There is a little apparatus[[8]] constructed for carrying this fluid safely to the field, and letting out a drop at a time into the box with the captured insect, taking care that the drop does not go on to the insect. Or a wide-mouthed bottle may be used, having at the bottom a pad of blotting-paper, or some absorbent substance, on which a few drops of chloroform may now and then be dropped. The insect being slipped into this, and the stopper or hand being placed over the bottle's mouth, insensibility (in the insect) follows immediately, and in a few minutes, at most, it is completely lifeless.

But the usual and quickest mode of despatch is by a quick nip between the finger and thumb applied just under the wings, causing, for the most part, instantaneous death: and this can be done through the net, when the

inclosed butterfly shuts his wings, as he usually does when the net wraps round him.

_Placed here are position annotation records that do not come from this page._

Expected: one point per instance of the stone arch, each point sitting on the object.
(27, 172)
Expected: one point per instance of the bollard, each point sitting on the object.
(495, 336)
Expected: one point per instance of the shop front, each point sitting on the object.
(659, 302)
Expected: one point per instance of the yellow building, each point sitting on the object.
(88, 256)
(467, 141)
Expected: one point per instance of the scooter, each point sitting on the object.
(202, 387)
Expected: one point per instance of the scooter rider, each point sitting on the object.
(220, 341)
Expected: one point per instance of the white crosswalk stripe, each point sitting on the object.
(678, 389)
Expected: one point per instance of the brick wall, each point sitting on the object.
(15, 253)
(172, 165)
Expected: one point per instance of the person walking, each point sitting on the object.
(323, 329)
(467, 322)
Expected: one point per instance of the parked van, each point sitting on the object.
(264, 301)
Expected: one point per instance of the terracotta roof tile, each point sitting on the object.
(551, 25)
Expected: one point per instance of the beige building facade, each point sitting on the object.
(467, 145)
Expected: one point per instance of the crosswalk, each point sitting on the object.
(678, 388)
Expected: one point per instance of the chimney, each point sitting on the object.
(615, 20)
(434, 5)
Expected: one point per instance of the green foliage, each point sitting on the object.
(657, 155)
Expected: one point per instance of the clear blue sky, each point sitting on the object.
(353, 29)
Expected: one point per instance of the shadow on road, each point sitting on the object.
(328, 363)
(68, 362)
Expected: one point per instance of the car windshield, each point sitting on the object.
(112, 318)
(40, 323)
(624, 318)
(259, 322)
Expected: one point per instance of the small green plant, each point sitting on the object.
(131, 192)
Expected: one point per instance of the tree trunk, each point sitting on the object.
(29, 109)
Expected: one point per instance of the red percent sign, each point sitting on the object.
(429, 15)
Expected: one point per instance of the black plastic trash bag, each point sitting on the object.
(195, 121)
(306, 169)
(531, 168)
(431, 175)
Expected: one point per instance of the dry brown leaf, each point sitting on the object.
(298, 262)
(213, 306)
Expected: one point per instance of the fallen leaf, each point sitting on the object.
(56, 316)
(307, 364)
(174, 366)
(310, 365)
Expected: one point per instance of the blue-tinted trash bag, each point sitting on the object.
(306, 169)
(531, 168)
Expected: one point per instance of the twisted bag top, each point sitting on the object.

Now take one of your thin pins, and pass it through the thorax of the butterfly, while open or shut, and put it into the corked lining of your pocket-box. So secured, the butterfly will travel uninjured till you reach home; but a heap of dead butterflies in a box together will, in the course of a long walk, so jostle together, as to entirely destroy each other's beauty, rubbing off all their painted scales, when, of course, they are as butterflies no longer.

When you get home, take out all the pins, excepting such as may be stuck perpendicularly through the middle of the thorax, and as soon as possible proceed to "set" your captures.

Preparatory to this, some articles called setting-boards must be provided. A section of one of these is shown in the accompanying cut; but in reality they are made much longer, so as to accommodate a column of half-a-dozen butterflies or more: the breadth may vary,

according to the width of the butterflies that are to be set thereon.

The bottom is usually a thin slip of deal, on which are glued two strips of cork, bevelled off towards the edges, with a slightly curved face. Sometimes, however, the whole board is made of soft pine, with a groove planed down the middle, and with care will answer pretty well; but the corked board is far preferable.